JuiceFS comes with a powerful cache design, read more in JuiceFS Community Edition, JuiceFS Cloud Service. This chapter introduces cache related settings and best practices in CSI Driver.

With CSI Driver, you can use either a host directory or a PVC for cache storage. Their main differences are in isolation level and data locality rather than performance. Here is a breakdown:

  • Host directories (hostPath) are easy to use. Cache data is stored directly on local cache disks, so observation and management are fairly straightforward. However, if Mount Pods (with application Pods) get scheduled to different nodes, all cache content will be lost, leaving residual data that might need to be cleaned up in this process (read sections below on cache cleanup). If you have no special requirements on isolation or data locality, use this method.
  • If all worker nodes are used to run JuiceFS Mount Pods, and they host similar cache content (similar situation if you use distributed caching), Pod migration is not really a problem, and you can still use host directories for cache storage.
  • When using a PVC for cache storage, different JuiceFS PVs can isolate cache data. If the Mount Pod is migrated to another node, the PVC reference remains the same. This ensures that the cache is unaffected.

Using host directories (hostPath)

For Kubernetes nodes, a dedicated disk is often used as data and cache storage, be sure to properly configure the cache directory, or JuiceFS cache will by default be written to /var/jfsCache, which can easily eat up system storage space.
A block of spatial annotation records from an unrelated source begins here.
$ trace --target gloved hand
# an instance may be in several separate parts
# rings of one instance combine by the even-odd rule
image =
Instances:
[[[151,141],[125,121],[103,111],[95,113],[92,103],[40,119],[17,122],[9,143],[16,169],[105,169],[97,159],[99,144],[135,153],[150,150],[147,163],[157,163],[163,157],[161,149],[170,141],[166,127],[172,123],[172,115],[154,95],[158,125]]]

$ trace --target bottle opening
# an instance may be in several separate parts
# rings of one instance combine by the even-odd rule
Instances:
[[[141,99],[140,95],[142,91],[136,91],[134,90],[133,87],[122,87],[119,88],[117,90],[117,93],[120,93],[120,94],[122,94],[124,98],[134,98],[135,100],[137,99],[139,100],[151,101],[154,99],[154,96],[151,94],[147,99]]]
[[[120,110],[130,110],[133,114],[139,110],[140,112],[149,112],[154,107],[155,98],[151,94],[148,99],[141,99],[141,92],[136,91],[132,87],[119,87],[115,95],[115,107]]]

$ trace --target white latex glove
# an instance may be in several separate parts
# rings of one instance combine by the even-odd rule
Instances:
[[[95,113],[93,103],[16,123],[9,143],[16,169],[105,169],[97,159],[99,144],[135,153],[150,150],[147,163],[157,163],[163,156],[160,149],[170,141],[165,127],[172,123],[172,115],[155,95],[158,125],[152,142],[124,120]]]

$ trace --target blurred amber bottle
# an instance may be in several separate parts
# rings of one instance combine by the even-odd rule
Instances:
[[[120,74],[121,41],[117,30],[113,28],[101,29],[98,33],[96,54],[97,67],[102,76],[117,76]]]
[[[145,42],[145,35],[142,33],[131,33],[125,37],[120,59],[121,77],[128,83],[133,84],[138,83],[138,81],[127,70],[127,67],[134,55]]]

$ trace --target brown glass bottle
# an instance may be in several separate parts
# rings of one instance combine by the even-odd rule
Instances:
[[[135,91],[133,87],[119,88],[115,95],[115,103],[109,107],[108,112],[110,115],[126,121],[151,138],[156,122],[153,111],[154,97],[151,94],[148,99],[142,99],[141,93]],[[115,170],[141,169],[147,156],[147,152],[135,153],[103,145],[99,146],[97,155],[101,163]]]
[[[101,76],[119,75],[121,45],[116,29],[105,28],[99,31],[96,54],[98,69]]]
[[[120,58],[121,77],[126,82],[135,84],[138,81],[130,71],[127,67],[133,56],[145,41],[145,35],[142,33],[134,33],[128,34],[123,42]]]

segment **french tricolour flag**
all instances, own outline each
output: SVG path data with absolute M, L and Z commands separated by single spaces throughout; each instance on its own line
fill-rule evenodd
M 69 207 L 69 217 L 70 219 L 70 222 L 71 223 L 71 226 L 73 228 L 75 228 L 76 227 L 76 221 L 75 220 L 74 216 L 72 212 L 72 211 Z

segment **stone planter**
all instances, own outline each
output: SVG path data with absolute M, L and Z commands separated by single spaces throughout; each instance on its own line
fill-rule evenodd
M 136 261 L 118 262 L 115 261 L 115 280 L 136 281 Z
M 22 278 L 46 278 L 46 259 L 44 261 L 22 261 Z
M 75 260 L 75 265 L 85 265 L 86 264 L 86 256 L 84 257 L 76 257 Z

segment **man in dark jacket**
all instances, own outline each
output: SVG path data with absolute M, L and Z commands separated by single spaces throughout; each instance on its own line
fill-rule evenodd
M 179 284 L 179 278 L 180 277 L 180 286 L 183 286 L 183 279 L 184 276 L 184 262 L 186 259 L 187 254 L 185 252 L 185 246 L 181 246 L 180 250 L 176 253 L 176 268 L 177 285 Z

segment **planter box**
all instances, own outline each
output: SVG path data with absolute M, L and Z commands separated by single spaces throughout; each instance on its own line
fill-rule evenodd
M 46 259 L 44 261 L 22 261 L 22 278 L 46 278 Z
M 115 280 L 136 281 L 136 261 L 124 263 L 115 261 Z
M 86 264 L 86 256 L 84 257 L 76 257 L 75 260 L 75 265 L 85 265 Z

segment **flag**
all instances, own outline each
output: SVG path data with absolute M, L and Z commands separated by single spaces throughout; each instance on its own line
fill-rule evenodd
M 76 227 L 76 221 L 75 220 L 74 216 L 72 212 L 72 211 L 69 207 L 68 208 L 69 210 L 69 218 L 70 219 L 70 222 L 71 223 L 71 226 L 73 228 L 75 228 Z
After the cache directory is set, it will be accessible in the Mount Pod via hostPath. You might also need to configure other cache-related options (like --cache-size) according to Adjust mount options.

note
  • In CSI Driver, cache-dir parameter does not support wildcard character, if you need to use multiple disks as storage devices, specify multiple directories joined by the : character. See JuiceFS Community Edition and JuiceFS Cloud Service.
  • For scenarios that involve intensive small writes, we usually recommend users to temporarily enable client write cache, but due to its inherent risks, this is advised against when using CSI Driver, because Pod lifecycle is significantly more unstable, and can cause data loss if Pod exists unexpectedly.

Using ConfigMap

Read Custom directory.

Define in PV (deprecated)

Since CSI Driver v0.25.1, cache directories are supported in ConfigMap. Please refer to the previous section to manage all PV settings in a centralized place. The following practice of defining cache directories in PVs is deprecated.

Static provisioning:

apiVersion: v1
kind: PersistentVolume
metadata:
name: juicefs-pv
labels:
juicefs-name: ten-pb-fs
spec:
capacity:
storage: 10Pi
volumeMode: Filesystem
accessModes:
- ReadWriteMany
persistentVolumeReclaimPolicy: Retain
mountOptions:
- cache-dir=/dev/vdb1
- cache-size=204800
csi:
driver: csi.juicefs.com
volumeHandle: juicefs-pv
fsType: juicefs
nodePublishSecretRef:
name: juicefs-secret
namespace: default

Dynamic provisioning:

apiVersion: storage.k8s.io/v1
kind: StorageClass
metadata:
name: juicefs-sc
provisioner: csi.juicefs.com
parameters:
csi.storage.k8s.io/provisioner-secret-name: juicefs-secret
csi.storage.k8s.io/provisioner-secret-namespace: default
csi.storage.k8s.io/node-publish-secret-name: juicefs-secret
csi.storage.k8s.io/node-publish-secret-namespace: default
mountOptions:
- cache-dir=/dev/vdb1
- cache-size=204800

Use PVC as cache path

From 0.15.1 and above, JuiceFS CSI Driver supports using a PVC as cache directory. This is often used in hosted Kubernetes clusters provided by cloud services, which allows you to use a dedicated cloud disk as cache storage for CSI Driver.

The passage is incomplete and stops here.